Life Insurance Flashcards
(54 cards)
What is mortality cost in life insurance?
Face amount × Probability of claim (function of age).
How does age affect mortality cost?
Lower for young, increases exponentially with age.
What is the purpose of term life insurance?
Pure insurance protection, no investment component.
What happens if the insured outlives the term?
Coverage ceases, no payout.
What are common term lengths?
Annual, 5, 20, 30 years.
Who is term insurance best for?
Young clients, families with children.
What is annual renewable term?
Premium increases each year, level death benefit, convertible, inexpensive early.
What is level term insurance?
Level premium and death benefit, no cash value.
What is decreasing term insurance?
Level premium, decreasing death benefit, used for mortgages.
List two advantages of term insurance.
Inexpensive for young, renewable without evidence of insurability.
List two disadvantages of term insurance.
No cash value, premiums increase with age.
What is a key feature of universal life insurance?
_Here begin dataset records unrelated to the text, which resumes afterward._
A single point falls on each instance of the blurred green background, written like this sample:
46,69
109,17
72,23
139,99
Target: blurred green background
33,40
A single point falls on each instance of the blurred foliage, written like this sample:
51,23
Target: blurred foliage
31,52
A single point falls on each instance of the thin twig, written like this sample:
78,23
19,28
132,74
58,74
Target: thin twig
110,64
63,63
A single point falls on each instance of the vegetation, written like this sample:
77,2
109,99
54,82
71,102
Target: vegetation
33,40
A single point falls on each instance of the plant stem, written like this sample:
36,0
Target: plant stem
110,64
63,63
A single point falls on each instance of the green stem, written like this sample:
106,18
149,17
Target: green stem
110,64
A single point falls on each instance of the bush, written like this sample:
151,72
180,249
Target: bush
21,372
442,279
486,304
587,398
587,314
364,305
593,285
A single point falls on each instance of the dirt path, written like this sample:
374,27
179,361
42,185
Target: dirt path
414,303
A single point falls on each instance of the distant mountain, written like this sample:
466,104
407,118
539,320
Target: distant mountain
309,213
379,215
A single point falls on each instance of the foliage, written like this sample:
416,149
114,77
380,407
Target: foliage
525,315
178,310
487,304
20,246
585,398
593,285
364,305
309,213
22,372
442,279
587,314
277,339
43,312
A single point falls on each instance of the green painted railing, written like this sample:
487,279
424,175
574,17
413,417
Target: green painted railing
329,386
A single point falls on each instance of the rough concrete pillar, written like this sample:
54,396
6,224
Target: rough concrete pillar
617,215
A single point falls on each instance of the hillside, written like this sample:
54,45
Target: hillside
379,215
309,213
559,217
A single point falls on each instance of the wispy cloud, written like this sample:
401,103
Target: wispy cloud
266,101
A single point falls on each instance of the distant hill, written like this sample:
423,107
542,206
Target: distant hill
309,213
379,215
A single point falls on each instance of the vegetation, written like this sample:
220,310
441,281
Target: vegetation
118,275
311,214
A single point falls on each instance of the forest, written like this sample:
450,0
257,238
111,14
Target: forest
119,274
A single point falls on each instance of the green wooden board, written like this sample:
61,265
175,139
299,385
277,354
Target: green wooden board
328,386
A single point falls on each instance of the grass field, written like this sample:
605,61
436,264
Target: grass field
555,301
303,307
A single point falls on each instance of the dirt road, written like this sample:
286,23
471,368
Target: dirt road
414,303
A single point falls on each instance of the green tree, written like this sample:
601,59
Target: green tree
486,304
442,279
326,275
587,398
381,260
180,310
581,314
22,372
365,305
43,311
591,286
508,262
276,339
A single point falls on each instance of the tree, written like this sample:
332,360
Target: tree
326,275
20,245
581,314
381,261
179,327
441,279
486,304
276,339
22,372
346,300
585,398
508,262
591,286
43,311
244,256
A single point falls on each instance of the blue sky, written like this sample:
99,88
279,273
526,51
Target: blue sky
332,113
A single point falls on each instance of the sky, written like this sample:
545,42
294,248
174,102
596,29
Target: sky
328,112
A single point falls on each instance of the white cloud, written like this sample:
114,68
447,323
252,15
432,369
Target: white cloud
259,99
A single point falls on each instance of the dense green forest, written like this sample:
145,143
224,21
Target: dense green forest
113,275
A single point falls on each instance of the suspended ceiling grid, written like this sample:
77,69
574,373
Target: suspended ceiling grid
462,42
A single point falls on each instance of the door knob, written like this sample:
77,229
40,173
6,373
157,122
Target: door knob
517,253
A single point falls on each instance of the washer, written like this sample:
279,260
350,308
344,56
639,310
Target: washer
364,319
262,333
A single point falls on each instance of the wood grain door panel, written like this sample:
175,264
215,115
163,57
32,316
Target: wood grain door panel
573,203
Flexible premiums and adjustable face value.
Who invests the cash value in standard universal life?
The insurer.
What happens if cash value underperforms?
Death benefit may decrease.
Describe Universal Life Type A.
Level death benefit, NAR decreases as cash value grows.
Describe Universal Life Type B.
Death benefit = face amount + cash value, NAR constant.
Who bears the investment risk in variable universal life?
The policyholder.
What is the duration of whole life insurance?
Lifetime protection.
How are premiums structured in ordinary whole life?
Level for life.
What is a limited pay whole life policy?
Premiums paid for a set period (e.g., 10 years), then paid up.
What is modified whole life?
Lower premiums early, higher later.
Who invests the cash value in variable whole life?
The policyholder.
What is a first-to-die policy?
Pays when the first insured dies (e.g., for couples).